Es un lugar santo porque simboliza el lugar donde Jesús puso su morada entre nosotros. Es santo porque este espacio vital simboliza el lugar donde María dio a Luz al Salvador.
Es santo porque este espacio eclesial dio a luz al movimiento franciscano en sus tres dimensiones. Al igual que el seno de María, esta iglesita, “pequeña porción”, recibe, da a luz y alimenta la vida franciscana, vida de penitencia y minoridad.

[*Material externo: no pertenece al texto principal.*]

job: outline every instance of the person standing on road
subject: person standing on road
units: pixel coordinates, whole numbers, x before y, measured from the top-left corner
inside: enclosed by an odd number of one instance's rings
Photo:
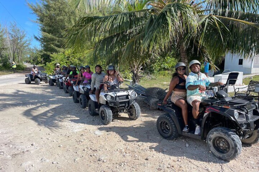
[[[70,74],[70,72],[71,71],[72,71],[72,67],[73,67],[73,65],[70,65],[68,66],[68,69],[67,70],[67,74],[66,75],[66,76],[65,76],[65,81],[66,81],[66,80],[67,80],[67,76],[68,76],[68,75]]]
[[[209,73],[209,67],[210,66],[210,63],[209,62],[205,61],[204,62],[204,73],[206,76],[208,77],[208,74]]]
[[[186,79],[187,101],[192,106],[192,116],[196,127],[194,134],[200,135],[201,127],[199,119],[199,108],[202,100],[207,98],[204,94],[206,86],[223,85],[220,82],[211,83],[206,75],[201,72],[201,63],[196,60],[191,61],[189,67],[191,72]]]
[[[56,67],[54,69],[54,73],[55,74],[57,74],[60,73],[61,72],[61,69],[60,68],[60,65],[59,63],[57,63],[56,64]]]
[[[104,78],[106,75],[105,73],[102,72],[102,67],[100,65],[96,65],[94,68],[95,73],[92,75],[92,82],[91,83],[91,90],[89,93],[93,93],[94,89],[94,85],[96,87],[95,91],[95,97],[97,102],[99,104],[98,109],[100,109],[100,104],[99,103],[99,95],[100,94],[100,90],[103,88],[100,88],[100,85],[104,80]]]
[[[16,64],[14,61],[13,61],[12,62],[12,69],[13,72],[13,73],[14,73],[16,69]]]
[[[186,98],[185,82],[187,78],[187,76],[185,75],[186,65],[182,62],[179,62],[176,64],[174,68],[175,72],[173,75],[169,85],[169,90],[164,99],[163,104],[167,104],[167,99],[173,92],[171,101],[181,109],[182,115],[185,125],[183,132],[189,132],[188,112],[187,105],[185,101]]]

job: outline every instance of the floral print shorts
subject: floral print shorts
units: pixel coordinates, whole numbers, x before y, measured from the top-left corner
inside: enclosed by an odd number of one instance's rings
[[[173,103],[178,99],[181,99],[186,100],[186,92],[180,92],[180,91],[173,91],[171,97],[171,101]]]

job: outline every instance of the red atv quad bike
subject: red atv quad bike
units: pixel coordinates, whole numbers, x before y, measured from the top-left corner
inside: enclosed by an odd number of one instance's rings
[[[73,84],[75,84],[77,79],[77,75],[76,75],[72,78],[69,77],[68,80],[65,81],[63,83],[63,89],[65,93],[68,93],[69,96],[73,95],[74,91]]]

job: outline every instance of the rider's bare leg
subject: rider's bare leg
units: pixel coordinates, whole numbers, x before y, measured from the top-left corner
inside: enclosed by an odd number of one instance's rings
[[[185,100],[182,99],[179,99],[176,100],[174,103],[175,105],[180,107],[182,109],[182,114],[184,119],[184,122],[185,125],[188,125],[188,111],[187,105]]]

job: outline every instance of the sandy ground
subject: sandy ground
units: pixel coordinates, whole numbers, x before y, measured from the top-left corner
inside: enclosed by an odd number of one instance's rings
[[[0,172],[259,170],[259,144],[222,161],[204,141],[163,139],[163,112],[143,105],[137,120],[104,125],[56,86],[25,84],[24,73],[0,76]]]

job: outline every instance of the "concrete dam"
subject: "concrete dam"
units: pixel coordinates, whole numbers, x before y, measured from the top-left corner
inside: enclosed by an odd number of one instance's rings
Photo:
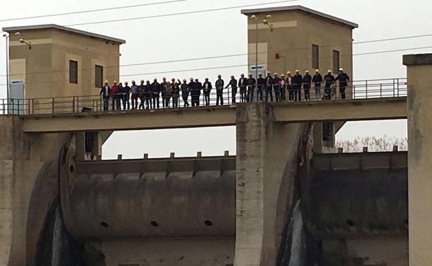
[[[248,186],[236,181],[238,155],[80,162],[73,144],[59,159],[60,197],[36,265],[234,265],[242,234],[236,188]],[[303,160],[289,171],[291,200],[278,200],[276,265],[407,265],[406,153]]]

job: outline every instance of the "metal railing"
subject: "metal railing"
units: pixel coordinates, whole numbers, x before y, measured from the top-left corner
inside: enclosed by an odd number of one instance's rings
[[[371,99],[405,97],[407,93],[406,78],[387,79],[360,80],[348,82],[345,87],[339,83],[326,88],[325,84],[316,88],[312,84],[310,89],[304,86],[295,89],[295,86],[285,86],[281,89],[278,86],[271,88],[225,88],[221,93],[217,93],[215,88],[210,91],[208,97],[203,91],[195,97],[195,106],[192,106],[192,96],[189,92],[183,99],[182,93],[165,97],[159,94],[157,97],[147,97],[143,95],[136,101],[131,95],[118,95],[103,99],[100,95],[71,96],[31,99],[0,99],[0,115],[10,114],[31,115],[39,114],[73,113],[80,112],[127,111],[130,110],[145,110],[172,108],[203,108],[208,106],[232,105],[233,104],[250,102],[304,102],[321,100],[343,100],[345,99]],[[235,92],[235,93],[233,93]],[[218,97],[219,95],[219,97]],[[219,99],[217,99],[219,98]],[[221,98],[222,103],[221,104]],[[147,101],[148,99],[148,101]],[[158,104],[159,102],[159,104]],[[148,103],[148,104],[147,104]],[[154,106],[153,103],[155,103]],[[177,104],[174,104],[177,103]],[[136,105],[136,106],[135,106]]]

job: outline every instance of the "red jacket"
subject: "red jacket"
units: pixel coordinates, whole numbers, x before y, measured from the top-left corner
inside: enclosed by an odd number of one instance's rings
[[[109,96],[117,96],[118,94],[118,86],[117,85],[113,85],[109,90]]]

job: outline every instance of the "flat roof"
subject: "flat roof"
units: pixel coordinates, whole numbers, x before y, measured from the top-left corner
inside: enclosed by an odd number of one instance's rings
[[[322,19],[325,19],[326,20],[330,20],[333,22],[343,24],[348,26],[350,26],[352,28],[359,28],[359,25],[348,21],[345,19],[339,19],[339,17],[333,17],[332,15],[324,14],[321,12],[314,10],[313,9],[305,8],[303,6],[280,6],[276,8],[255,8],[255,9],[244,9],[242,10],[242,14],[244,15],[253,15],[257,13],[264,13],[264,12],[278,12],[278,11],[300,11],[307,13],[314,17],[318,17]]]
[[[32,25],[32,26],[22,26],[17,27],[6,27],[3,28],[3,31],[6,32],[17,32],[17,31],[24,31],[24,30],[48,30],[48,29],[55,29],[62,31],[65,31],[67,32],[75,33],[80,35],[84,35],[93,38],[97,38],[103,39],[105,41],[113,41],[117,44],[126,44],[126,41],[121,39],[113,38],[109,36],[101,35],[96,33],[89,32],[84,30],[77,30],[72,28],[64,27],[62,26],[56,25],[56,24],[44,24],[44,25]]]

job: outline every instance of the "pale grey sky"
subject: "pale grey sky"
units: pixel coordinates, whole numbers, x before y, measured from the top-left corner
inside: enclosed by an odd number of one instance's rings
[[[74,1],[42,0],[3,1],[0,19],[58,12],[129,6],[163,0],[94,0]],[[1,27],[22,25],[57,23],[71,25],[85,22],[145,17],[159,14],[237,6],[273,1],[260,0],[188,0],[176,3],[156,5],[129,9],[104,11],[48,18],[0,22]],[[300,0],[291,3],[262,6],[302,5],[359,25],[354,30],[354,41],[432,33],[432,1],[395,0]],[[122,22],[91,24],[76,28],[125,39],[121,46],[120,64],[176,59],[217,56],[247,53],[246,17],[240,8],[205,13],[165,17]],[[317,29],[319,30],[319,29]],[[358,44],[354,53],[380,51],[432,46],[432,37]],[[0,51],[5,50],[4,41]],[[404,77],[406,68],[402,64],[402,55],[431,53],[432,48],[405,52],[354,57],[353,79]],[[0,53],[0,73],[6,74],[5,53]],[[165,75],[164,71],[208,66],[239,65],[247,63],[246,56],[211,60],[137,66],[120,68],[121,75],[161,72],[159,75],[128,76],[121,79],[152,79],[154,77],[224,77],[246,72],[246,67],[224,68],[221,70],[179,72]],[[5,84],[6,80],[0,80]],[[6,87],[0,87],[0,97],[5,97]],[[348,123],[338,134],[341,139],[357,135],[381,137],[384,134],[396,137],[406,135],[404,120]],[[115,133],[104,145],[104,158],[166,157],[170,151],[178,155],[194,155],[202,151],[204,155],[222,155],[224,150],[235,153],[235,131],[233,127],[192,129],[170,131]]]

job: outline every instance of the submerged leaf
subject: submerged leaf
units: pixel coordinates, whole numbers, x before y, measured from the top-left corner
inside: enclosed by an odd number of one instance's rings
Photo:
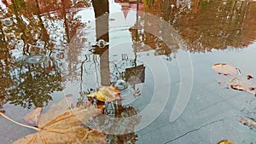
[[[230,140],[223,140],[223,141],[218,142],[218,144],[236,144],[236,143]]]
[[[69,107],[66,99],[54,104],[46,113],[42,114],[38,121],[40,130],[14,143],[106,143],[105,134],[84,126],[89,118],[99,113],[98,109],[94,107],[73,110],[67,107]]]
[[[244,116],[238,116],[237,119],[240,123],[248,127],[254,127],[256,128],[256,121],[251,118],[244,117]]]
[[[218,74],[224,74],[224,75],[237,75],[237,69],[235,68],[231,65],[224,64],[224,63],[218,63],[214,64],[212,66],[212,69]]]

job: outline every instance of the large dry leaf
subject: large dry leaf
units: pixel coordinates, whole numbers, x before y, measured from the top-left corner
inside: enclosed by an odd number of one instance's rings
[[[101,101],[112,101],[119,100],[120,91],[113,86],[102,86],[100,87],[96,92],[90,94],[88,97],[96,97]]]
[[[238,116],[237,119],[240,123],[248,127],[254,127],[256,128],[256,121],[251,118],[244,117],[244,116]]]
[[[223,140],[219,141],[218,144],[236,144],[236,143],[230,140]]]
[[[212,69],[218,74],[224,75],[237,75],[237,69],[231,65],[218,63],[212,66]]]
[[[106,143],[105,134],[84,126],[84,123],[97,115],[99,111],[94,107],[71,110],[67,103],[67,100],[70,99],[69,96],[54,104],[45,114],[42,114],[37,133],[22,137],[14,143]]]

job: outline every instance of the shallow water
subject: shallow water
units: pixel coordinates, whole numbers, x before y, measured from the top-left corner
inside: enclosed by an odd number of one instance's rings
[[[256,3],[165,0],[137,10],[136,3],[35,2],[1,5],[6,115],[25,123],[34,107],[45,112],[68,94],[79,105],[88,89],[122,79],[124,99],[108,114],[140,118],[130,134],[106,131],[108,143],[256,143],[255,128],[236,118],[256,118],[255,97],[222,88],[211,69],[227,63],[256,75]],[[0,124],[0,143],[34,132]]]

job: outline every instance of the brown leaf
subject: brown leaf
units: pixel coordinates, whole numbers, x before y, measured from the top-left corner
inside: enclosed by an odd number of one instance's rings
[[[224,64],[224,63],[218,63],[214,64],[212,66],[212,69],[218,74],[224,74],[224,75],[237,75],[237,69],[235,68],[231,65]]]
[[[256,128],[256,121],[251,118],[238,116],[237,119],[240,123],[248,127],[255,127]]]
[[[225,86],[226,88],[231,88],[236,90],[247,91],[248,93],[256,95],[256,80],[253,78],[247,78],[244,76],[239,76],[235,78],[218,78],[217,81],[221,84]]]
[[[246,78],[238,78],[236,77],[230,81],[230,88],[236,90],[247,91],[248,93],[256,95],[254,91],[256,88],[255,81],[249,80]]]
[[[71,97],[67,98],[67,101]],[[106,135],[84,126],[88,119],[98,114],[94,107],[69,109],[66,98],[54,104],[38,121],[39,130],[15,141],[15,144],[45,143],[106,143]],[[82,123],[83,122],[83,123]]]
[[[43,110],[43,107],[37,107],[34,110],[32,110],[32,112],[26,114],[26,116],[24,117],[25,122],[38,125],[39,118],[41,116],[42,110]]]

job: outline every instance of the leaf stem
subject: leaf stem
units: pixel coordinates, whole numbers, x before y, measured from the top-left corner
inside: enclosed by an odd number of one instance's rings
[[[29,128],[29,129],[33,129],[33,130],[38,130],[38,131],[41,130],[41,129],[39,129],[39,128],[36,128],[36,127],[33,127],[33,126],[26,125],[26,124],[21,124],[21,123],[16,122],[16,121],[15,121],[15,120],[13,120],[12,118],[7,117],[5,114],[3,114],[3,112],[0,112],[0,116],[1,116],[1,115],[2,115],[3,118],[5,118],[6,119],[8,119],[8,120],[9,120],[9,121],[11,121],[11,122],[13,122],[13,123],[18,124],[18,125],[20,125],[20,126],[23,126],[23,127],[26,127],[26,128]]]

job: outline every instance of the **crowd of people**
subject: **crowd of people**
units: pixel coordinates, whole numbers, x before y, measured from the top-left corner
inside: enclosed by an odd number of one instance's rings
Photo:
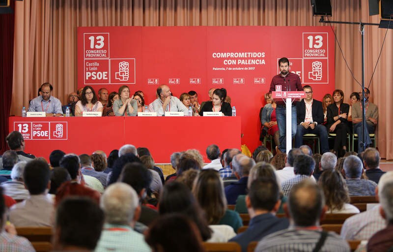
[[[367,251],[393,246],[393,172],[379,168],[374,148],[337,159],[307,145],[274,157],[261,146],[250,157],[213,144],[207,163],[196,150],[173,153],[175,172],[165,179],[144,147],[126,144],[108,156],[56,150],[48,163],[25,153],[19,131],[6,140],[1,251],[33,251],[17,236],[22,226],[54,227],[58,251],[203,252],[203,242],[232,241],[246,252],[255,241],[257,252],[349,251],[346,240],[355,239],[368,241]],[[350,197],[366,195],[381,204],[359,213]],[[239,233],[243,213],[251,220]],[[356,214],[338,235],[322,230],[325,213]]]

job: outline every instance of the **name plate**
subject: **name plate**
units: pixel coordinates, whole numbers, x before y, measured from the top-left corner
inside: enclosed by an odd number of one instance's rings
[[[203,116],[223,116],[223,112],[204,112]]]
[[[165,111],[165,116],[184,116],[182,111]]]
[[[26,112],[26,117],[45,117],[46,113],[42,112]]]
[[[157,112],[138,112],[138,116],[157,116]]]
[[[100,111],[84,111],[82,116],[84,117],[99,117],[102,116],[102,112]]]

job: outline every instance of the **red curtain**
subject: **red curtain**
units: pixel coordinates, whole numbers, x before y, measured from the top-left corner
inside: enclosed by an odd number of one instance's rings
[[[15,10],[15,1],[10,1]],[[8,116],[12,93],[12,72],[14,65],[14,30],[15,14],[0,14],[0,153],[5,151],[5,137],[8,132]]]

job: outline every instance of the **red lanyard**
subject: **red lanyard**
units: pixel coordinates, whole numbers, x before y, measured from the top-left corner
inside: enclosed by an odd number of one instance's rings
[[[215,112],[216,111],[214,110],[214,103],[213,103],[213,101],[212,101],[212,104],[213,105],[213,112]],[[218,110],[219,111],[221,110],[221,105],[223,105],[222,103],[221,104],[220,104],[220,109]]]
[[[41,101],[41,107],[42,108],[42,111],[46,113],[46,112],[48,111],[48,108],[49,107],[49,104],[50,103],[51,101],[50,100],[49,102],[48,103],[48,105],[46,105],[46,109],[45,109],[45,111],[44,111],[44,105],[42,105],[42,101]]]

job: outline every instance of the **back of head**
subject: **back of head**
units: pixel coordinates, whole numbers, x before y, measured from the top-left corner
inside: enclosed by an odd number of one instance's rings
[[[104,192],[100,205],[105,214],[105,221],[110,224],[129,225],[134,218],[139,199],[129,185],[117,182]]]
[[[299,148],[294,148],[290,150],[286,156],[286,162],[290,166],[293,166],[293,162],[297,156],[303,154],[302,151]]]
[[[124,165],[119,181],[128,184],[138,195],[143,189],[147,190],[151,183],[151,173],[143,164],[136,162]]]
[[[23,178],[30,195],[41,194],[48,188],[50,179],[49,166],[46,162],[32,160],[25,167]]]
[[[1,158],[3,168],[12,167],[19,160],[18,154],[15,151],[6,151]]]
[[[295,174],[311,176],[315,166],[314,159],[304,154],[297,156],[293,162],[293,170]]]
[[[81,160],[81,165],[82,166],[91,166],[91,158],[87,154],[79,155],[79,159]]]
[[[360,178],[363,171],[363,163],[356,156],[350,156],[344,160],[343,169],[347,178]]]
[[[254,165],[254,159],[243,154],[238,154],[232,159],[232,168],[240,178],[248,176]]]
[[[51,163],[51,166],[53,167],[59,166],[60,160],[65,155],[65,153],[60,150],[55,150],[51,152],[49,155],[49,162]]]
[[[393,223],[393,182],[385,185],[382,189],[378,191],[378,197],[384,210],[385,219],[389,224]]]
[[[93,250],[104,224],[104,212],[85,197],[66,198],[57,207],[55,250],[70,246]]]
[[[206,149],[206,155],[209,160],[214,160],[220,158],[221,154],[220,148],[215,144],[207,146]]]
[[[68,171],[63,167],[54,167],[51,171],[51,188],[49,193],[55,194],[64,182],[71,180],[71,176]]]
[[[271,212],[280,199],[280,189],[277,181],[269,179],[254,180],[251,183],[249,197],[253,209]]]
[[[326,152],[321,158],[321,169],[323,170],[333,170],[337,163],[337,156],[331,152]]]
[[[142,156],[151,156],[150,151],[146,147],[138,147],[137,149],[137,152],[139,157],[142,157]]]
[[[292,187],[288,200],[291,218],[299,226],[317,225],[324,204],[322,189],[309,179]]]
[[[119,157],[125,155],[128,153],[132,153],[134,155],[138,156],[138,153],[135,146],[132,144],[124,145],[119,149]]]
[[[226,210],[224,185],[218,172],[212,169],[200,171],[193,193],[205,211],[209,224],[218,223]]]
[[[14,165],[11,171],[11,178],[13,180],[23,182],[23,173],[25,172],[25,167],[28,162],[26,161],[20,161]]]
[[[378,168],[380,160],[379,152],[375,148],[367,148],[363,153],[363,161],[368,169]]]
[[[205,251],[195,224],[179,214],[165,215],[156,220],[150,225],[145,240],[153,251]]]
[[[302,145],[299,149],[302,151],[302,152],[305,155],[308,155],[310,157],[312,156],[312,151],[311,150],[311,148],[308,145]]]
[[[16,130],[11,132],[5,138],[7,144],[11,150],[17,150],[21,147],[22,142],[24,142],[23,136],[21,132]]]
[[[71,179],[76,179],[81,168],[79,157],[75,154],[67,154],[60,160],[60,167],[65,168],[70,174]]]

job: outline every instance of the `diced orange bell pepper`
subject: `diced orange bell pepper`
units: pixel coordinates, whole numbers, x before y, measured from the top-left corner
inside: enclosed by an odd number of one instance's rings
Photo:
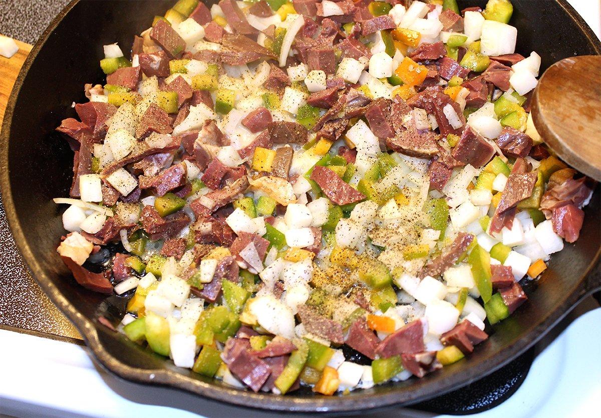
[[[388,316],[373,315],[370,313],[367,315],[367,326],[376,331],[392,334],[394,332],[394,319]]]
[[[454,87],[447,87],[445,89],[445,94],[448,96],[452,100],[455,100],[457,99],[457,95],[459,94],[459,91],[463,88],[460,85],[456,85]]]
[[[419,32],[404,28],[394,29],[391,32],[391,34],[394,39],[413,48],[419,45],[421,40],[421,34]]]
[[[340,386],[338,379],[338,370],[334,367],[326,366],[323,368],[322,377],[313,387],[313,392],[322,395],[332,395]]]
[[[534,278],[539,274],[547,269],[547,265],[542,259],[538,259],[532,263],[532,265],[528,269],[528,275]]]
[[[428,69],[426,66],[421,66],[406,57],[394,72],[403,81],[404,85],[418,85],[424,82],[428,75]]]

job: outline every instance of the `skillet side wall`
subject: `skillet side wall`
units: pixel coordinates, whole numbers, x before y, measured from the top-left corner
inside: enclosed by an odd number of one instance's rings
[[[601,51],[590,30],[583,28],[579,17],[566,11],[571,8],[563,1],[513,2],[511,24],[518,29],[516,51],[527,55],[536,51],[542,57],[543,69],[563,58]],[[459,3],[460,8],[486,4]],[[57,207],[52,198],[68,195],[73,153],[53,130],[62,119],[75,115],[71,103],[85,100],[84,83],[103,84],[98,65],[103,58],[102,46],[118,41],[125,51],[133,34],[172,4],[136,0],[72,3],[62,20],[51,23],[50,27],[58,23],[56,29],[49,35],[47,31],[32,52],[23,71],[31,67],[17,80],[3,126],[2,194],[19,248],[40,285],[108,369],[132,380],[173,386],[247,407],[335,411],[411,403],[457,389],[506,363],[534,343],[585,293],[585,277],[598,259],[601,241],[599,187],[585,210],[580,239],[553,257],[529,301],[495,327],[495,333],[469,358],[421,380],[358,390],[344,398],[317,396],[306,389],[279,398],[254,394],[175,367],[90,321],[103,315],[116,321],[125,301],[117,297],[105,298],[77,285],[55,251],[64,232],[60,217],[64,207]],[[151,370],[154,380],[145,371]]]

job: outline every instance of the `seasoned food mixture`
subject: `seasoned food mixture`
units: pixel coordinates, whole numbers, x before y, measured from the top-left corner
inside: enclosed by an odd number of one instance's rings
[[[102,322],[276,394],[469,357],[593,189],[532,124],[540,57],[515,51],[512,11],[179,0],[130,60],[105,45],[106,83],[57,128],[75,158],[55,200],[75,279],[128,299]]]

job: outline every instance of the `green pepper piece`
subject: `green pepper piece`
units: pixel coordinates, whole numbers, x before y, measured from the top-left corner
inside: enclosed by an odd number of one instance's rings
[[[242,197],[234,200],[233,206],[234,209],[242,209],[249,218],[257,217],[257,209],[252,197]]]
[[[290,389],[302,371],[309,355],[309,347],[303,340],[294,340],[297,349],[292,352],[288,360],[288,364],[282,373],[275,380],[275,387],[282,395],[285,395]]]
[[[173,10],[188,17],[198,5],[198,0],[177,0],[177,2],[173,6]]]
[[[468,256],[468,263],[472,269],[472,274],[476,282],[476,286],[480,292],[482,300],[485,303],[490,300],[492,295],[492,283],[490,281],[490,254],[480,245],[476,244]]]
[[[509,0],[489,0],[482,16],[489,20],[496,20],[502,23],[509,23],[513,13],[513,5]]]
[[[319,108],[311,105],[303,105],[299,108],[296,112],[296,121],[306,128],[311,129],[317,123],[319,118]]]
[[[146,265],[142,262],[138,257],[135,256],[130,256],[125,259],[125,265],[131,267],[136,271],[138,274],[144,272],[146,268]]]
[[[259,216],[271,216],[278,202],[269,196],[261,196],[257,201],[257,214]]]
[[[457,14],[459,14],[459,7],[457,5],[457,0],[442,0],[442,10],[451,9]]]
[[[166,193],[164,196],[159,196],[154,200],[154,209],[161,217],[174,214],[186,206],[186,200],[173,193]]]
[[[308,338],[304,339],[309,348],[307,366],[321,372],[334,355],[334,349]]]
[[[430,218],[430,226],[441,232],[439,240],[442,239],[448,223],[449,206],[447,201],[443,198],[430,199],[424,205],[424,211]]]
[[[390,380],[403,370],[400,355],[388,358],[377,358],[371,362],[374,383],[377,384]]]
[[[152,273],[157,277],[160,277],[160,269],[163,268],[163,265],[167,260],[167,257],[165,256],[159,256],[157,254],[153,254],[150,256],[148,262],[146,263],[146,272]]]
[[[386,265],[376,259],[367,259],[359,266],[359,278],[372,289],[382,289],[392,282]]]
[[[134,342],[142,341],[146,338],[146,319],[144,317],[134,319],[123,327],[123,332]]]
[[[177,113],[177,93],[175,91],[157,92],[156,102],[167,113]]]
[[[221,287],[223,288],[225,304],[230,310],[236,314],[240,313],[251,294],[229,280],[224,280],[221,283]]]
[[[490,297],[490,300],[484,303],[486,318],[490,325],[494,325],[509,316],[509,309],[503,302],[501,294],[496,293]]]
[[[275,247],[278,251],[284,248],[286,245],[286,237],[278,229],[269,224],[265,223],[265,230],[267,232],[263,235],[265,239],[270,243],[269,247]]]
[[[380,35],[382,37],[382,41],[384,43],[385,48],[384,52],[388,54],[389,57],[394,57],[394,54],[397,52],[397,47],[394,46],[391,31],[380,31]]]
[[[511,247],[508,247],[502,242],[497,242],[490,248],[490,256],[501,263],[504,263],[511,251]]]
[[[465,43],[466,40],[468,40],[468,37],[465,35],[451,35],[447,40],[447,45],[451,47],[461,46]]]
[[[215,111],[223,115],[227,114],[234,108],[235,101],[236,91],[220,87],[217,90],[217,97],[215,97]]]
[[[338,221],[342,219],[343,214],[342,209],[337,205],[333,205],[328,211],[328,221],[322,226],[322,229],[326,231],[334,231]]]
[[[144,335],[152,351],[161,355],[169,355],[169,322],[153,312],[146,313]]]
[[[200,351],[192,369],[199,375],[213,377],[221,366],[221,353],[210,345],[205,345]]]

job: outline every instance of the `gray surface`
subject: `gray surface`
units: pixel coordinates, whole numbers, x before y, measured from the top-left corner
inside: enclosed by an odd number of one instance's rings
[[[54,16],[70,0],[2,0],[0,33],[35,43]]]

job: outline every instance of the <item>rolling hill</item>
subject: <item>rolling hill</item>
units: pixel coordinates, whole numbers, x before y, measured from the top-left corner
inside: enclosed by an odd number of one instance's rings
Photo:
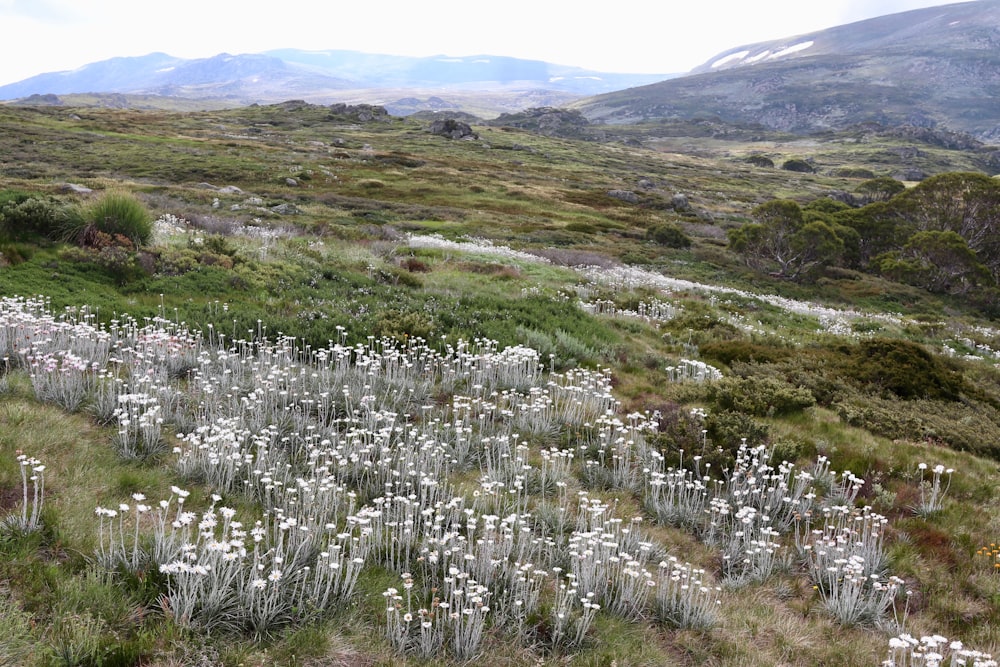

Esta capilla, restaurada por el mismo Francisco evoca el descubrimiento de su vocación: vivir el Evangelio; la fundación de los frailes menores como también el inicio de santa Clara sobre el camino de la Altísima Pobreza; el lugar ideal y vital por la reunión de los hermanos en Capítulo. Nada extraño que el mismo Francisco quiso morir mirando esta “pequeña porción de su heredad” y encomendando este lugar a los hermanos.
El perdón de Asís que es la Indulgencia de la porciúncula deberá siempre llevar a una conversión interior animado por una peregrinación junto a Francisco a Santa maría de los Ángeles.
Esta hermosa fiesta para la Familia franciscana, que nos hace entrar en el misterio de la vocación Franciscana, fortalezca más nuestra vocación como hermanos y hermanas, a los pies de la santa Madre Iglesia.